No. It is not a pass that translates from LLVM-IR to LLVM-IR, but it
creates new LLVM-IR from a polyhedral description. So without Scops and
therefore without a polyhedral description it cannot be used.
>> Could you indicate how is this handled in llvm-gcc?
The only pass that generates OpenMP calls in llvm-gcc is the gcc
-autopar pass. It basically detects if a loop is parallel and introduces
calls to libgomp (I am not sure if it creates higher level intrinsics
that are lowered by a subsequent gcc pass to the actual libgomp calls or
equivalent instructions).
Alex, let me know what you are planning to do. Maybe we can work
together on some OpenMP infrastructure in LLVM. I would love to have
both a generic OpenMP builder that can be used by both your
transformations and Polly, as well as a Pass that lowers high level
OpenMP intrinsics to higher performance OpenMP code and low level
function calls.
Cheers
Tobi
> If you want to use the auto-parallelization part of Polly, you have to
> to restrict the form of the code on which data dependences can be
> computed: this is done by using SCoPs (Static Control Parts).
In Polly we just generate OpenMP calls, if we need them. We do not
provide a generic OpenMP infrastructure (Something nice to have in LLVM
and where I would love to contribute). However, such a generic
infrastructure has a broader SCoP than the single specific OpenMP
pattern we implemented in Polly.
Cheers
Tobi
I mean you could rewrite that code to work on a per loop basis, like
graphite does: flag the parallel loops in the code generation of polly
and then independently of polly, as a LoopPass, iterate over all the
loops and code generate the parallel ones.
Sebastian
Yes, that's true and probably a good idea. It is more work as generating
it directly in Polly, but it facilitates reuse of code. We can probably
reuse quite a bit of the code in the existing OpenMP code generation.
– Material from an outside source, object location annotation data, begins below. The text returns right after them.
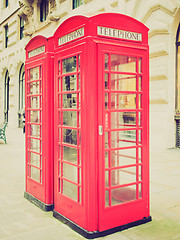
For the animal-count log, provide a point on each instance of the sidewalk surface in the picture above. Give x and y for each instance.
(21, 220)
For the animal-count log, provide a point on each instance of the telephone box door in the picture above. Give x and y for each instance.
(123, 136)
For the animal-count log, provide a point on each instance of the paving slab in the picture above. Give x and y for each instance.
(21, 220)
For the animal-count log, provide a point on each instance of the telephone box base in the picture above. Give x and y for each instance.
(96, 234)
(37, 202)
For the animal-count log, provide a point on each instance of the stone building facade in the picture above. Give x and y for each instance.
(21, 20)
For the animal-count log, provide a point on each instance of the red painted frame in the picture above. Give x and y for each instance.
(89, 212)
(41, 190)
(92, 214)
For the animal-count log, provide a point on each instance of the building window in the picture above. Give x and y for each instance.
(21, 28)
(44, 9)
(177, 116)
(21, 95)
(6, 96)
(6, 3)
(77, 3)
(6, 36)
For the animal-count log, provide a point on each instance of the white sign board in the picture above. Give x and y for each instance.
(120, 34)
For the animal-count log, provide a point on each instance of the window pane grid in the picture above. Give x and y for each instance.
(121, 86)
(69, 127)
(34, 123)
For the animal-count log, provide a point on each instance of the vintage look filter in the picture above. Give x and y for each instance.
(100, 126)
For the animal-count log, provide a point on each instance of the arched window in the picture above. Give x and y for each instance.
(6, 96)
(21, 94)
(44, 9)
(177, 117)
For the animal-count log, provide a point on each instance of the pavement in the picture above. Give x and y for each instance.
(21, 220)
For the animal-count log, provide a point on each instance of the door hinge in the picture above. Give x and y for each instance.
(100, 130)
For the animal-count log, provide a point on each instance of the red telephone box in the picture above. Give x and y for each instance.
(101, 123)
(39, 122)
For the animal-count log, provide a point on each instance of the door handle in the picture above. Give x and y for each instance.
(100, 130)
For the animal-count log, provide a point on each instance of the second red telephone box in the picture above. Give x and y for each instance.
(101, 123)
(87, 123)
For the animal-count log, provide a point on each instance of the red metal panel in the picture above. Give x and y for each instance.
(39, 120)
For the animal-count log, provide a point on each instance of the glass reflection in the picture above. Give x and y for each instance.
(123, 101)
(70, 154)
(70, 100)
(70, 136)
(34, 131)
(123, 157)
(35, 102)
(123, 176)
(34, 88)
(35, 174)
(70, 118)
(70, 172)
(69, 65)
(35, 116)
(34, 73)
(123, 119)
(123, 138)
(35, 159)
(123, 63)
(70, 83)
(123, 82)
We (or actually someone) may work on three things:
1) The high level OpenMP intrinsics that can be lowered to actual
library calls
This can be reused by an clang OpenMP extensions as well as by polly
directly.
2) An OpenMP builder, that allows to build OpenMP loops from scratch
3) The actual parallelizer, that takes an LLVM-IR loop and parallelizes
it with OpenMP intrinsics.
Cheers
Tobi
With it supported I think we can step much closer to natural
unification of OpenMP and multidimensional compute grids of GPU
programming models.
2011/9/12 Tobias Grosser <tob...@grosser.es>:
> With it supported I think we can step much closer to natural
> unification of OpenMP and multidimensional compute grids of GPU
> programming models.
I would be very interested to see a use case, where this improves
performance. In case this use case appears frequently, it would be nice
to see work in this direction. I would be glad to contribute to relevant
discussions.
Cheers
Tobi
> What I am looking for is a pass that can automatically build the
> structure of parameters required for the thread creation and execution,
> and modify the loop code accordingly. Namely, to load the parameters
> necessary for the thread into a structure and replace the use of these
> values inside the loop with the corresponding field in the structure.
> Similarly, once the threads finish the execution to update the values of
> the variables with the correct values from the structure. Also, the loop
> code has to be modified to execute only the slice allocated to the
> thread. I did not go yet into further details on the private and shared
> variables between the threads and other OpenMP features.
I would also like to have such a pass. It is more complicated as the
code in Polly right now, but most probably worth the effort.
> As far as I know this code is not yet available in LLVM. Do you think
> the parallel code generation of Polly can be adapted to perform this?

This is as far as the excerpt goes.